10. Fill the hub with grease and slide it onto the spindle. Replace the spindle washer and spindle nut, hand tightening it until snug, then use pliers for another quarter turn or so to seat the bearings. Rotate the hub back and forth to ensure there is no play or sloppiness, then loosen the nut just enough so that the hub spins smoothly and the holes line up for the cotter pin to be inserted. Place the castle washer over the nut and install the pin, bending back both ends (18). Overtightening the spindle nut can lead to premature bearing damage.
11. Lightly tap the bearing protector into the hub using a wood block or rubber mallet (19), then inject grease with a grease gun until the piston or blue indicator ring protrudes far enough that you can rock it with your finger (20). Do not overfill, as excessive pressure can damage the inner seal. When full, slide on the cover, or bra (21).
12. Reinstall the wheel, torquing the lug nuts to the manufacturer’s suggested torque specifications.

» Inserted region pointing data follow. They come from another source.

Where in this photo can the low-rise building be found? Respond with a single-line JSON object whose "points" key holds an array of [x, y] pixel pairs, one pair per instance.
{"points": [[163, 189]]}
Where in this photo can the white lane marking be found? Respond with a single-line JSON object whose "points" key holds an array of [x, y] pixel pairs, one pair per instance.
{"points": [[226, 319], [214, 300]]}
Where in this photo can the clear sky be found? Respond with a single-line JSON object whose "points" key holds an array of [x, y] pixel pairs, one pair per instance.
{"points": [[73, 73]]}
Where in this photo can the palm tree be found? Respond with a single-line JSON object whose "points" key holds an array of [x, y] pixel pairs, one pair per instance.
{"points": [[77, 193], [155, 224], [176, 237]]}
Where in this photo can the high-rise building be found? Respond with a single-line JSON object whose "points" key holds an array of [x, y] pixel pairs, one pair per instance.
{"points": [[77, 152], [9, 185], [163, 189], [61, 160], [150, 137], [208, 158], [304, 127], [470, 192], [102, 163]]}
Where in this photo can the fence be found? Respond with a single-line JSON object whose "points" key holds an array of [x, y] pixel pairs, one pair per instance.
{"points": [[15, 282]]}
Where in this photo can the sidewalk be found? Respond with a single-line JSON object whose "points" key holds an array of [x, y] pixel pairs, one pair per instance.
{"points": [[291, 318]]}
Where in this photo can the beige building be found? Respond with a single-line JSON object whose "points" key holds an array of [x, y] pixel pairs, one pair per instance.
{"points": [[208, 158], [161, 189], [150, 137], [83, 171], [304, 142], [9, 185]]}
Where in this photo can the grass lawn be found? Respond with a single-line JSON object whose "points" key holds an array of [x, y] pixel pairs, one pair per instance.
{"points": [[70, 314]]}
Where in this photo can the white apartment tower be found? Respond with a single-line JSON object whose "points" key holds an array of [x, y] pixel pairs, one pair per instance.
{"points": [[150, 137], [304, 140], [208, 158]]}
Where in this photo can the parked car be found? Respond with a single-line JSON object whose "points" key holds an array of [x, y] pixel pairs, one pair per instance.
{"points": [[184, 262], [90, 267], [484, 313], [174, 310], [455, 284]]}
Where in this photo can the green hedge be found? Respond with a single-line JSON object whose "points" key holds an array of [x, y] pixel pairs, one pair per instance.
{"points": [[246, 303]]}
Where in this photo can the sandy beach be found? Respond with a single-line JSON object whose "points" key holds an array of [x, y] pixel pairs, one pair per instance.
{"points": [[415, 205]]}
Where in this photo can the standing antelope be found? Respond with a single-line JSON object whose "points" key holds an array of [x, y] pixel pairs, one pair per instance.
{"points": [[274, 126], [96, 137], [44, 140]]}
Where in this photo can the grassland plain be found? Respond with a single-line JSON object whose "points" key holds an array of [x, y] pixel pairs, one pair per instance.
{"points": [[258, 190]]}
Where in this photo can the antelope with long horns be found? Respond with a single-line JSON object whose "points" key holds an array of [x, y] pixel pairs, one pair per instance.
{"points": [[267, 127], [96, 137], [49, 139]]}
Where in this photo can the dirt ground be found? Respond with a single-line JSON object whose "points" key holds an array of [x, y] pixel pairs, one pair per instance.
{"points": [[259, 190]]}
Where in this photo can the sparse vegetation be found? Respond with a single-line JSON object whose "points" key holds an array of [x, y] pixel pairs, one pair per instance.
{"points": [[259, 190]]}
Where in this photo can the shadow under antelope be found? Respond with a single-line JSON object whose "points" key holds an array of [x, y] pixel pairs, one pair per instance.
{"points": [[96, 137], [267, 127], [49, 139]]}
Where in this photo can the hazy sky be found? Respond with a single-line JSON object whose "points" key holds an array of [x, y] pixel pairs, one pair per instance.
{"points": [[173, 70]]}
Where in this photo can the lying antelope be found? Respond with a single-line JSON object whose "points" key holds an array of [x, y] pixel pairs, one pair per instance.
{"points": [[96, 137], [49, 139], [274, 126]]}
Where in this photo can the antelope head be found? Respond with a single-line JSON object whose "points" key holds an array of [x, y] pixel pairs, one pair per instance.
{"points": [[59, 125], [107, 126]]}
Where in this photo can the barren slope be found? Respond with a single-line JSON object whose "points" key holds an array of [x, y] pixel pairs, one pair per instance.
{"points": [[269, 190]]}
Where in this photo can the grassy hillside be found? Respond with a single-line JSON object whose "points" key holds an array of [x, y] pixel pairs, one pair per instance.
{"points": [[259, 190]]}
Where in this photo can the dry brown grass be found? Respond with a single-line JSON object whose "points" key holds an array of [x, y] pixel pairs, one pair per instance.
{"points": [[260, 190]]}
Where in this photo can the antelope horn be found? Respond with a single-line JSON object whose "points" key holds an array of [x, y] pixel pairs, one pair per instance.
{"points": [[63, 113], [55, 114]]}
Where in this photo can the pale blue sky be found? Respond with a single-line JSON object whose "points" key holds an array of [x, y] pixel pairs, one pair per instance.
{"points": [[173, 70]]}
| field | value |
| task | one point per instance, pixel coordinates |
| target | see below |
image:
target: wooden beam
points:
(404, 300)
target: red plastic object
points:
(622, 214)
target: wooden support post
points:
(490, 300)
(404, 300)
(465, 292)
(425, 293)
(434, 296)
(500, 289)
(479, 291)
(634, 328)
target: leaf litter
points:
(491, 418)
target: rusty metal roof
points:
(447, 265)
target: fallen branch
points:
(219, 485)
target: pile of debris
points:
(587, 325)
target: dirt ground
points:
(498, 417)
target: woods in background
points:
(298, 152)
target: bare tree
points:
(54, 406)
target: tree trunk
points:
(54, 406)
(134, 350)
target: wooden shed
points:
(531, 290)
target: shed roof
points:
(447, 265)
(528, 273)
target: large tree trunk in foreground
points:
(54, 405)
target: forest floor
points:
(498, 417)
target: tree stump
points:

If the grease that keeps this well-oiled machine moving is allowed to escape, water inevitably takes its place, and problems are never far behind.
With the spindle sleeves installed, you are ready to hit the road! After the first few miles, check the back sides of the hubs to ensure they are no longer leaking, and check the bearing protector pistons to see if they have moved inward. If they have, add more grease as necessary, as the hubs will push any air pockets out past the pistons until all the air has escaped and the hub cavity is full of grease. This may take a few cycles.
Your bearings should be repacked and inspected every 3,000 to 4,000 miles or annually, whichever comes first. With fresh grease and spindle seals in place, hit the road with confidence, knowing you have taken the proper steps to avoid any dreaded side-of-the-road hub repairs.